How to handle endianness?

Started by
8 comments, last by TheUnnamable 10 years, 7 months ago

I always wanted to write a library to write and read simple data types ( integers, floats, etc. ) to/from files. Also, I wanted the library to be as much cross-platform as it can be - if I write an integer to a file on Mac, I want to get the same number from that file on Windows.

I've actually written that library, but I feel I've made an overkill with it. It's designed to handle little-endian data. It gives you a buffer class, to which you can write integers, floats, or just random blobs of data. The overkill I mentioned happens when writing specific data formats. It constructs everything bit-by-bit, eg.:


    buffer& operator<<(buffer& os, unsigned short x)
    {
        if(os.size()<os.tellp()+2){os.resize(os.size()+2);}
        size_t offs=os.tellp()*8; //Bit index to start writing at

        for(byte_t i=0; i<16; i++){os.set_bit(offs+i,(x>>i)&1);}

        os.seekp(2,1);
        return os;
    };

I'm suspecting I could do something like this:


    buffer& operator<<(buffer& os, unsigned short x)
    {
        os.put(x%256); x -= x%256;
	os.put(x/256);
        return os;
    };

And it would be still readable on most of the platforms.

So my questions:

  • If I handle bytes instead of bits, will it still be readable on other platforms? Or on other computers?
  • With the simplified method, how would I go with signed integers? Use it's abs but write inverted bytes? ( ~x operator )
  • Floats?

Also, a note: Another concern while writing this library to conform to some kind of standard. So, for integers, I've just checked how Window's calc.exe handles them, for floats, I checked Wikipedia ( http://en.wikipedia.org/wiki/Single-precision_floating-point_format )

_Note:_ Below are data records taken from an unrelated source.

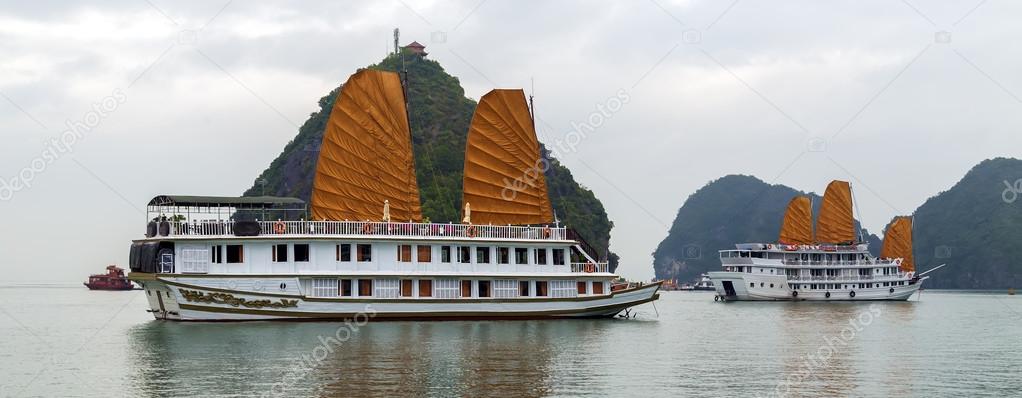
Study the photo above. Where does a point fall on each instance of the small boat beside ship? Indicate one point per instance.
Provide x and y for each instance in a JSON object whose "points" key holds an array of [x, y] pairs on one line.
{"points": [[113, 279], [828, 263]]}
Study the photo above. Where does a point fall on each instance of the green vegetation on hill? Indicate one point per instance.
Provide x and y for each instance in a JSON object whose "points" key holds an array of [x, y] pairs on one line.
{"points": [[734, 209], [975, 228], [439, 116]]}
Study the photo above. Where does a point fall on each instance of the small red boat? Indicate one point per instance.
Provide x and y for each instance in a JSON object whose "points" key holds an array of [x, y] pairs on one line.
{"points": [[113, 279]]}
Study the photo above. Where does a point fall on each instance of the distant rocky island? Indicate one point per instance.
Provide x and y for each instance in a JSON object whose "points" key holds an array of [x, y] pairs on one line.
{"points": [[974, 227], [439, 116]]}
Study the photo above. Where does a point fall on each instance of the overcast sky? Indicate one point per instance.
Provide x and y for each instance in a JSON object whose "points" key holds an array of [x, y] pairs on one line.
{"points": [[898, 97]]}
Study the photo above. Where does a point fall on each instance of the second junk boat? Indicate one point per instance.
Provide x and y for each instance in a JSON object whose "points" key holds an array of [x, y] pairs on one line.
{"points": [[829, 265], [366, 250]]}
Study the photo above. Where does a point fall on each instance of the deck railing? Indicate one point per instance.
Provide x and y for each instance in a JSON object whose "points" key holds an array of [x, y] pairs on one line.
{"points": [[590, 267], [845, 278], [367, 228]]}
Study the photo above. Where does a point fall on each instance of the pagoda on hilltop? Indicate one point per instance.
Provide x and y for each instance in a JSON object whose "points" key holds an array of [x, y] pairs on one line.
{"points": [[417, 48]]}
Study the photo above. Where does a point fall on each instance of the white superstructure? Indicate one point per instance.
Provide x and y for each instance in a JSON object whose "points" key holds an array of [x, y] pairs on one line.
{"points": [[761, 271], [203, 270]]}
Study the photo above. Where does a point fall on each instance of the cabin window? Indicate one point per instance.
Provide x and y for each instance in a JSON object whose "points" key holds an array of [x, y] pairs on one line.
{"points": [[541, 289], [302, 253], [424, 254], [235, 254], [505, 289], [386, 289], [541, 256], [217, 254], [425, 288], [561, 289], [405, 253], [343, 253], [365, 253], [483, 286], [558, 256], [482, 255], [365, 288], [280, 253], [446, 289], [520, 256], [503, 256], [325, 286]]}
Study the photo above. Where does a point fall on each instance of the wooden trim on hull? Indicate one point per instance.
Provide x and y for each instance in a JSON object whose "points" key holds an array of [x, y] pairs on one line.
{"points": [[592, 312], [200, 309]]}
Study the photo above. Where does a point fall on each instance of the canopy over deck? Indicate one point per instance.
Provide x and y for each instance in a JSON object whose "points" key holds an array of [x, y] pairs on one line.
{"points": [[249, 203]]}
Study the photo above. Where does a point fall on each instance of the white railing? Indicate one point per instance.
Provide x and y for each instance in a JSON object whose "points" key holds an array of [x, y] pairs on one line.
{"points": [[225, 228], [590, 267], [846, 278], [875, 262]]}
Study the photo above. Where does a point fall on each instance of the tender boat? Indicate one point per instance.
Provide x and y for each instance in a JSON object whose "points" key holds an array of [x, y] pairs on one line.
{"points": [[113, 279], [365, 252], [828, 264]]}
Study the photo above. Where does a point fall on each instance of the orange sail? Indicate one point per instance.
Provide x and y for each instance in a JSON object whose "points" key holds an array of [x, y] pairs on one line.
{"points": [[504, 179], [366, 158], [897, 242], [835, 224], [797, 225]]}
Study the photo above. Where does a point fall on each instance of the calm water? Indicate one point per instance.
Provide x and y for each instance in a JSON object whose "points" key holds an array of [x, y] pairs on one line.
{"points": [[71, 342]]}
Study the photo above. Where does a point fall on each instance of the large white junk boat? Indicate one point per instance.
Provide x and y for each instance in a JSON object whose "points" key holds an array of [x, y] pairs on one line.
{"points": [[366, 250], [828, 265]]}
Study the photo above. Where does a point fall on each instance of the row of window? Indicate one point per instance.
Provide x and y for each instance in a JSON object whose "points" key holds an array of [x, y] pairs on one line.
{"points": [[449, 289], [829, 257], [233, 254], [827, 286]]}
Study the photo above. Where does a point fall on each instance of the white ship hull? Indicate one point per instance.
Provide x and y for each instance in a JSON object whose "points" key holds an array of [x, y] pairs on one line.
{"points": [[746, 286], [182, 298]]}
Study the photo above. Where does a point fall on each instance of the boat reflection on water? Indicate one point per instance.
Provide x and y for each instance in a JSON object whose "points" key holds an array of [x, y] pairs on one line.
{"points": [[515, 358], [829, 359]]}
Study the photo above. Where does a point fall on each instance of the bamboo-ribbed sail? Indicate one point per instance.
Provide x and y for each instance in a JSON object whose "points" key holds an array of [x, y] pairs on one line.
{"points": [[366, 157], [504, 179], [797, 225], [897, 242], [835, 224]]}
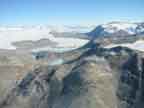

You can check the whole source at https://github.com/elementbound/binio. The interesting parts are binio/buffer.h ( buffer class ) and binio/formats.h and .cpp.

Advertisement
All modern computers I'm aware of have 8-bit bytes, and store integers in 2's complement. So you'd get the same thing on all platforms when you write bytes. Cast signed ints to unsigned before doing any bitwise operations on them (cast them back to signed on reading in, once re-constructed). Handle floats by making the bit pattern into an int, then decomposing to bytes as you would an int.

union IntOrFloat
{
int i;
float f;
};
 
float f = 1.0f;
IntOrFloat iof;
iof.f = f;
printf("%d", iof.i);
Oh, and you probably want to use defined width types rather than int and float, which will be different on different platforms (e.g. 32/64 bit OSes).

Don't do
float f = 1.0f;
int i = *((int *)&f);
because it might not do what you want. Look up 'aliasing' to find out why.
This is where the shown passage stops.